In my presentation I will talk about the most recent findings on the electronic structure of methylammonium lead tri-halide (MAPbX$_{\mathrm{3}}$, X$=$I, Br) perovskite films and their interfaces to adjacent transport layers. Intricate knowledge of the electronic alignment at the contact interfaces in perovskite solar cells is essential for the understanding of the working principle as well as improving design and thus performance of respective devices. In our studies we employ ultra-violet, X-ray and inverse photoemission spectroscopy (UPS, XPS, IPES) to directly determine valence and conduction band offsets. In this way we are able to report a direct measurement of the electronic band gap as well as ionization energy and electron affinity found for perovskite surfaces. Furthermore, our findings indicate that the electronic energy level alignment of adjacent organic hole transport layers, such as spiro-MeOTAD, can limit the maximum attainable open circuit voltage (V$_{\mathrm{oc}})$ in solar cells if the highest occupied molecular orbital of the hole transport material is not well aligned to the valence band maximum of the perovskite layer. Using better suited hole transporters, like CBP, values for V$_{\mathrm{oc}}$ larger than 1.5 V could be achieved in the case of MAPbBr$_{\mathrm{3}}$ based devices. More recently, inverted perovskite solar cells based on nickel oxide bottom anodes have been reported to yield viable power conversion efficiencies and stability.

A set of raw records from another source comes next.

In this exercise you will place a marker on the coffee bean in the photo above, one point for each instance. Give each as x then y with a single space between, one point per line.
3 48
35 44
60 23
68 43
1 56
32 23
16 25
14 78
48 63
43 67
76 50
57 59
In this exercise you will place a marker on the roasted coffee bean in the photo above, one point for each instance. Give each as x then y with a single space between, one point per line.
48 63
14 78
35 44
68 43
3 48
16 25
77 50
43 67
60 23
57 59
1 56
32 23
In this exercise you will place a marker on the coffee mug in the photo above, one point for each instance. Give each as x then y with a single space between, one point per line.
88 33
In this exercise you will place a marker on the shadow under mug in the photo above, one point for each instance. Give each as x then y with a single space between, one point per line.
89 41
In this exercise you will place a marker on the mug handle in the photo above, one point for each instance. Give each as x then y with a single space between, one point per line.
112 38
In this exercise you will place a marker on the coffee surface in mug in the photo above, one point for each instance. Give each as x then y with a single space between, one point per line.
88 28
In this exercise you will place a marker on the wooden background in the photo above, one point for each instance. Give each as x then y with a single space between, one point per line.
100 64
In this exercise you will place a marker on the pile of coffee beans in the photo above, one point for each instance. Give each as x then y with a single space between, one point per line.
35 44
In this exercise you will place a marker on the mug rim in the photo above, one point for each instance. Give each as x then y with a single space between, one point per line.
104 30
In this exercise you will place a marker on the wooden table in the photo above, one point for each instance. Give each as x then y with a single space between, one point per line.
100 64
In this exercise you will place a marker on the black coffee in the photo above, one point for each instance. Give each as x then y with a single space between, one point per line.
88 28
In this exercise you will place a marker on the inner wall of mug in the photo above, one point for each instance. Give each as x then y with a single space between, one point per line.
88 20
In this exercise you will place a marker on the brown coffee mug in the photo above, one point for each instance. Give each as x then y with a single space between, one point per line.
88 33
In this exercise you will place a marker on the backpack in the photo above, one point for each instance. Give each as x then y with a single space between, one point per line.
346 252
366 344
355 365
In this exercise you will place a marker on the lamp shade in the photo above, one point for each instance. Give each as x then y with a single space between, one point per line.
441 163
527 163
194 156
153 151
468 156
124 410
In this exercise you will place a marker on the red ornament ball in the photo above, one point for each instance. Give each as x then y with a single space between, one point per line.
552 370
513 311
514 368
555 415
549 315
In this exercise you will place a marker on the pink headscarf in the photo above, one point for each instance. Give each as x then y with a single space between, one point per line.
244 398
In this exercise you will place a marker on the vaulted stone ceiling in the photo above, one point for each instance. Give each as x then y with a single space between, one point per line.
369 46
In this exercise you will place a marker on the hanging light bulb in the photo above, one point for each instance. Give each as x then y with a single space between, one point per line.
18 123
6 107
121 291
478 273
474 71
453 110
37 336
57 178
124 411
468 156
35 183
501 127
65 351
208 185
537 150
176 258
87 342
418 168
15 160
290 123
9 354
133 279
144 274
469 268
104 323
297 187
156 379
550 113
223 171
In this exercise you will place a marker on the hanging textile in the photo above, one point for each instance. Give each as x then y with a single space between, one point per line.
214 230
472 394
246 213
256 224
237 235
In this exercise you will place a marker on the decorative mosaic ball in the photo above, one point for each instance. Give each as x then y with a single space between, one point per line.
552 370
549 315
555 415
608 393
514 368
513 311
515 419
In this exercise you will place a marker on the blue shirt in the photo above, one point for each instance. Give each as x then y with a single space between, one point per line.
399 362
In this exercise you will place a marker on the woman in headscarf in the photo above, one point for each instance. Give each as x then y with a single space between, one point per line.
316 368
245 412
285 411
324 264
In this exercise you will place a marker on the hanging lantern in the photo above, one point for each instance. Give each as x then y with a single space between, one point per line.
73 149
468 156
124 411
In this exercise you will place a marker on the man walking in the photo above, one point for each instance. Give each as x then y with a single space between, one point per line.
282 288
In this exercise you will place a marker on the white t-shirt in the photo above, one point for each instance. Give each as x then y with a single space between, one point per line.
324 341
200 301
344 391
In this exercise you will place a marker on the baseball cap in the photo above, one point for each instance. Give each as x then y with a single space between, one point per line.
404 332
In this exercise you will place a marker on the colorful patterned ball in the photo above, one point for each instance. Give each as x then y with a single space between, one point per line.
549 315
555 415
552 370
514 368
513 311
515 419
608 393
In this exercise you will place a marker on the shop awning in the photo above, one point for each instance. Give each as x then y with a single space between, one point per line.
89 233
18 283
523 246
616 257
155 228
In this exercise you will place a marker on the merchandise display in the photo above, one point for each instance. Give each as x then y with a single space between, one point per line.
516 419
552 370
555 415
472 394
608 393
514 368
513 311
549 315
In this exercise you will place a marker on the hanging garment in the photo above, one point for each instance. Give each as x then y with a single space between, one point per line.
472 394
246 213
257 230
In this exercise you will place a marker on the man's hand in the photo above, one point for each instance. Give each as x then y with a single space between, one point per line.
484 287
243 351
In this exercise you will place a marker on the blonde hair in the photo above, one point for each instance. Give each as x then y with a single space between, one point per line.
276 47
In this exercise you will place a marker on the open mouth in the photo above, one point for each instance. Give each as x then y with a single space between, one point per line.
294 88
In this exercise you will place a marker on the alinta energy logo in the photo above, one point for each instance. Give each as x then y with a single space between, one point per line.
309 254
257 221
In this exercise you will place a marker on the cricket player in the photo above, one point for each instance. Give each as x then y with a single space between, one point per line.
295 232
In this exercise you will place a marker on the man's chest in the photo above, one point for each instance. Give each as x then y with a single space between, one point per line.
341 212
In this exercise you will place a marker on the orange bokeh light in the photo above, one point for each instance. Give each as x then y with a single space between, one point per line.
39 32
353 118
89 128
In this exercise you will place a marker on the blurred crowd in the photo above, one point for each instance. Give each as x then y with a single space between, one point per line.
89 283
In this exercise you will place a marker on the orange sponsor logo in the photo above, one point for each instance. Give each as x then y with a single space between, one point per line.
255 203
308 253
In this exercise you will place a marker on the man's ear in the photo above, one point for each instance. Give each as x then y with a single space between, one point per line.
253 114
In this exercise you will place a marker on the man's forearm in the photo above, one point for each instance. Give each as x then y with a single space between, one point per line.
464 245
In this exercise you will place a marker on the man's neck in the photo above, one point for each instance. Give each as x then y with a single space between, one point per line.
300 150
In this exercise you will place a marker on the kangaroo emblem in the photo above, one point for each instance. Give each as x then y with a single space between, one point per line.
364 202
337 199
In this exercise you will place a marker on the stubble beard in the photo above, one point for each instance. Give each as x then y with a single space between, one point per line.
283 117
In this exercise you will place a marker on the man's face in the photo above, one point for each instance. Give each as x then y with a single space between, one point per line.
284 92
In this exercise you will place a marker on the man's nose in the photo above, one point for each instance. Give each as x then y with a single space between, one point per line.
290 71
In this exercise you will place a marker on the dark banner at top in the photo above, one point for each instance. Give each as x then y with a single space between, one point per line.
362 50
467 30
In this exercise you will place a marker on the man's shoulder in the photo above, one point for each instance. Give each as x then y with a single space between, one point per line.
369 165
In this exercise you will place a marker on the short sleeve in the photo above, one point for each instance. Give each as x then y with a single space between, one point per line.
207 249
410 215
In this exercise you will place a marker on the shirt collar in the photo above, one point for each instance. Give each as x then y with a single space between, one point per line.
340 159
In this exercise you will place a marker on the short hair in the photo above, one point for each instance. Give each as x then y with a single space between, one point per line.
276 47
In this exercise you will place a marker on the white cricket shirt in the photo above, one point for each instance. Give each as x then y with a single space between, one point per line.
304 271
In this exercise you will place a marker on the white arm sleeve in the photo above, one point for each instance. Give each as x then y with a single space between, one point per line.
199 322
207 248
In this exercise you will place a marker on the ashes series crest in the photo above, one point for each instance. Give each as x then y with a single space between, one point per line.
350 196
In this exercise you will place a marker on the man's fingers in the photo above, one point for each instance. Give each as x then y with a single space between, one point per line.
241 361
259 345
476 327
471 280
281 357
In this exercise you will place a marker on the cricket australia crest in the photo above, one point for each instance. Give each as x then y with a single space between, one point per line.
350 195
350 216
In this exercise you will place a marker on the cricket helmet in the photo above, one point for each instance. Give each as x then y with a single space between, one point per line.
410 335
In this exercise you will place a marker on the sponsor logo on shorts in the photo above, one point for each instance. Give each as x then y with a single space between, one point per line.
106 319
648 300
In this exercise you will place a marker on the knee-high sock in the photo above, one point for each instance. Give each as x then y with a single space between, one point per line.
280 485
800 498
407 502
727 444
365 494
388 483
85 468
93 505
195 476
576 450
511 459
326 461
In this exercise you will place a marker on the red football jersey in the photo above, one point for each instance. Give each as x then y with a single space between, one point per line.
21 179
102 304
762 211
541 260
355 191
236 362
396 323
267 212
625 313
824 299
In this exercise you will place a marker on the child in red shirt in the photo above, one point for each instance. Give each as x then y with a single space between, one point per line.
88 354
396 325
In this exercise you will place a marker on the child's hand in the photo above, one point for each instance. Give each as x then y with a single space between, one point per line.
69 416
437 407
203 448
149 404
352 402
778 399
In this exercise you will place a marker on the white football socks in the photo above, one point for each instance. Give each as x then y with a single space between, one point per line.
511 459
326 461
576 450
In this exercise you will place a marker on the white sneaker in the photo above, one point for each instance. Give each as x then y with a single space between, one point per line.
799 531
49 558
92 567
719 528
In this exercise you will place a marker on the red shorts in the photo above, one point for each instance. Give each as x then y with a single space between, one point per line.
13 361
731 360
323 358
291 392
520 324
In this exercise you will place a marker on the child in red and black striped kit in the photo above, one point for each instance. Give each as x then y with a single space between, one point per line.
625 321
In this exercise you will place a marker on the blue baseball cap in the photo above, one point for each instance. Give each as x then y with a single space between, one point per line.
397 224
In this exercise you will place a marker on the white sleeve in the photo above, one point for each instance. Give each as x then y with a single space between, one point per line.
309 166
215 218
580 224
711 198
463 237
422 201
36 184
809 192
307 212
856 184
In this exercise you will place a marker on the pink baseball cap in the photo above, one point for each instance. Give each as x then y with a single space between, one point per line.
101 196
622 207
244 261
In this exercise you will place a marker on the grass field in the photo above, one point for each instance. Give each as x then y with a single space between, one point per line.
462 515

We find that the interface between the p-doped NiO surface and the MAPbI$_{\mathrm{3}}$ layer on top lead to p-type perovskite filsm while the same material deposited on TiO$_{\mathrm{2}}$ in the conventional cell geometry turns out to be n-type. A further investigation of a C$_{\mathrm{60}}$ layer deposited on top of p-type perovskite films reveals an ideal alignment between the lowest unoccupied molecular orbital of the organic electron transport materials and the conduction band minimum of the perovskite film underneath. These results explain why the inverted solar cell structure could achieve similar successes as the conventional structure and highlight the versatility of perovskite sub-cells in potential tandem cell architectures.